Standard Size of carpet. Know Before you Go!


CarpetSanta come in many shapes and sizes.  It’s tough as a consumer to go into your local Carpet Santa showroom without really knowing what the standard sizes available are.  We’ve compiled both some common and not so common new area Carpet sizes and shapes so you can prepare for your search with greater ease.  While there are certainly many sizes in-between, this chart should serve as an excellent starting point!

Notes Regarding Above Sizes

The sizes listed in our chart above are indicative of typical new Carpet measurements imported to the United States today.  While some of these sizes are more common than others, final availability will ultimately depend on your source.  Keep in mind, the measurements above exclude fringe, as all Carpet Santa measurements do.  Weavers are excellent at producing a fairly precise Carpet size, however, washing techniques as well as final stretching or blocking may produce slightly smaller and larger sizes.  A typical Carpet may vary +/- a few inches from the sizes listed.
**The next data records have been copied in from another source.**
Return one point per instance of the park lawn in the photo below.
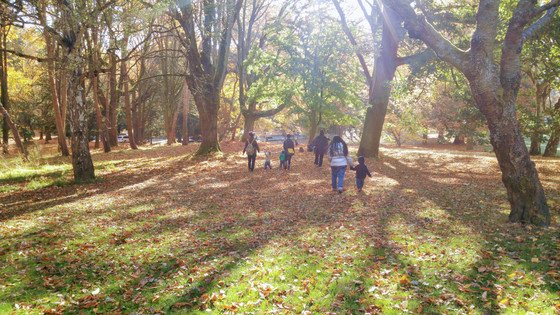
(161, 231)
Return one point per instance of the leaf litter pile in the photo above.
(162, 231)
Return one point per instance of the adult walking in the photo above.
(320, 147)
(338, 154)
(251, 148)
(290, 150)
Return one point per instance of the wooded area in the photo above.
(93, 87)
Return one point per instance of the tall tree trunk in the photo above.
(494, 85)
(4, 92)
(51, 74)
(186, 97)
(101, 121)
(127, 107)
(81, 157)
(536, 135)
(314, 123)
(208, 104)
(248, 125)
(459, 139)
(519, 175)
(114, 95)
(552, 145)
(172, 131)
(15, 132)
(380, 90)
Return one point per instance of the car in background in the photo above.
(195, 139)
(122, 138)
(275, 138)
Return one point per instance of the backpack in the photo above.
(290, 151)
(250, 148)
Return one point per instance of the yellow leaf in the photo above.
(404, 280)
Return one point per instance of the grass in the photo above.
(167, 232)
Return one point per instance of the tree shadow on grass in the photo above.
(179, 225)
(457, 202)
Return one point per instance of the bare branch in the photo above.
(419, 28)
(23, 55)
(352, 40)
(534, 29)
(417, 60)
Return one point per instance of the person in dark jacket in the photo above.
(290, 149)
(338, 155)
(251, 147)
(361, 172)
(320, 146)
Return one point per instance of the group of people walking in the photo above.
(336, 150)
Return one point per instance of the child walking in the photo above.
(282, 158)
(267, 164)
(361, 172)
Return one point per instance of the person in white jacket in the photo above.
(338, 155)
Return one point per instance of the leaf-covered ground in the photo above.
(163, 232)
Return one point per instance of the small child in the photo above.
(283, 160)
(267, 164)
(361, 172)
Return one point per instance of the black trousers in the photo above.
(251, 161)
(319, 158)
(289, 160)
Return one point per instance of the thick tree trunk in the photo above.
(15, 132)
(208, 105)
(58, 118)
(519, 175)
(172, 128)
(380, 90)
(102, 130)
(81, 157)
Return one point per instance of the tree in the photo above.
(494, 84)
(385, 64)
(56, 98)
(252, 38)
(314, 71)
(207, 27)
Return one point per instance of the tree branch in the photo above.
(352, 40)
(534, 29)
(26, 56)
(417, 60)
(419, 28)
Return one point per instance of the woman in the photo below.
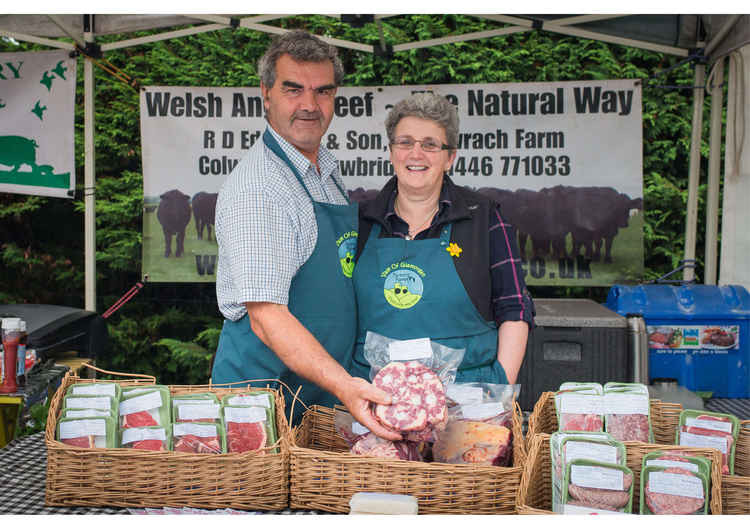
(436, 260)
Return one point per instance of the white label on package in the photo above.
(198, 430)
(577, 509)
(708, 424)
(626, 404)
(675, 484)
(83, 428)
(405, 350)
(595, 451)
(668, 463)
(149, 401)
(358, 429)
(132, 435)
(480, 411)
(95, 389)
(250, 400)
(86, 413)
(704, 441)
(190, 412)
(463, 394)
(99, 403)
(597, 477)
(254, 414)
(579, 403)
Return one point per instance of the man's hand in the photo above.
(356, 396)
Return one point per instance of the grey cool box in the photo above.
(576, 340)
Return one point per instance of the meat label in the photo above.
(626, 404)
(252, 414)
(595, 451)
(668, 463)
(191, 412)
(675, 484)
(99, 403)
(199, 430)
(250, 400)
(597, 477)
(578, 403)
(86, 413)
(405, 350)
(95, 389)
(82, 428)
(704, 441)
(708, 424)
(132, 435)
(483, 410)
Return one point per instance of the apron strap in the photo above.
(272, 144)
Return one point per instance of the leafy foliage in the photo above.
(172, 330)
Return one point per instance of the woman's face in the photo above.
(420, 172)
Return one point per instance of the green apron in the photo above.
(410, 289)
(321, 297)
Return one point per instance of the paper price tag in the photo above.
(405, 350)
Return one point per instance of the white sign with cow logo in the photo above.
(37, 117)
(564, 160)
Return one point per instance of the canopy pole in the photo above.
(89, 187)
(714, 173)
(691, 222)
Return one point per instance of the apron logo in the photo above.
(403, 285)
(347, 245)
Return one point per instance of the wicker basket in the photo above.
(125, 477)
(535, 490)
(325, 475)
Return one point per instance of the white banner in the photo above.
(563, 159)
(37, 118)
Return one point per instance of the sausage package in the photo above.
(567, 446)
(710, 430)
(95, 432)
(673, 490)
(154, 438)
(627, 412)
(580, 407)
(199, 438)
(150, 407)
(595, 487)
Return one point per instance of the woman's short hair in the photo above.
(426, 105)
(302, 47)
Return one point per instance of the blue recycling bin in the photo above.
(697, 334)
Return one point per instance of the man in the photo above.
(281, 217)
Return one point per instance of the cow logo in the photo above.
(403, 288)
(347, 245)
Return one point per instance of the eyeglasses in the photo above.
(427, 144)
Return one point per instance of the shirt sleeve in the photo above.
(259, 242)
(511, 300)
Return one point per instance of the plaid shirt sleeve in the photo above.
(511, 300)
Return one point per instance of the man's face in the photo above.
(299, 105)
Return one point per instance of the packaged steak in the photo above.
(580, 408)
(154, 438)
(710, 430)
(414, 373)
(112, 389)
(567, 446)
(248, 428)
(627, 412)
(258, 397)
(673, 490)
(147, 408)
(95, 432)
(199, 438)
(592, 486)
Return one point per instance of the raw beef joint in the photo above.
(659, 503)
(417, 397)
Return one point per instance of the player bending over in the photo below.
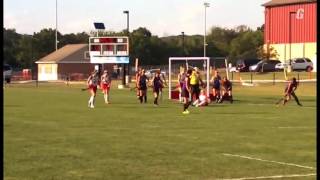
(289, 91)
(157, 85)
(105, 85)
(92, 83)
(226, 90)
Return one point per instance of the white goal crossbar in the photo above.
(206, 59)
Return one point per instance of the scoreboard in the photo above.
(112, 49)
A Word on Carpet Santa Sizes and Shapes

CarpetSanta-size chartTraditionally, Oriental Carpets were woven in somewhat of an arbitrary fashion regarding sizes. Pre-1900 we see a vast array of unusual carpets which may have been custom ordered, however could also be indicative of a lack of working knowledge for the final application.  Although sizes have become very standardized today, there was a significant tapering off of unusual sized carpets between 1900 and 1940’s although some pieces from Iran and Bulgaria seemed to take a little longer.  Perhaps this may also be attributed to urban sprawl, which encouraged similar sized living rooms, dining rooms and bedrooms alike here in the States.

Over the last century, Oriental Carpets have undergone a significant amount of accommodation for Western Markets.  We can see such examples as the camel hair Hamadan, where the thick tan borders were often removed post importation to meet size and design expectations as dictated by American markets.  As demand began to rise in the West, so did a more precise form of standardization overseas.

Another example of this accommodation can even be seen in color and design preferences such as the Painted “American” Sarouk.  Such Carpets were often prepared post-production with additional pigmentation technique known as “painting”.  This painting was often implemented to please a larger array of consumers.  Weavers understood they could reach both the European and American markets by producing one carpet.  While America was demanding deeper and darker red fields, European and other found rosy-reds to be suitable for their decor: Rather than weaving two separate colored carpets, weavers wove one slightly varying design with the same field color. Sarouks then destined for America often had this darker dye or “paint” applied to the pile of the Carpet to appease demand.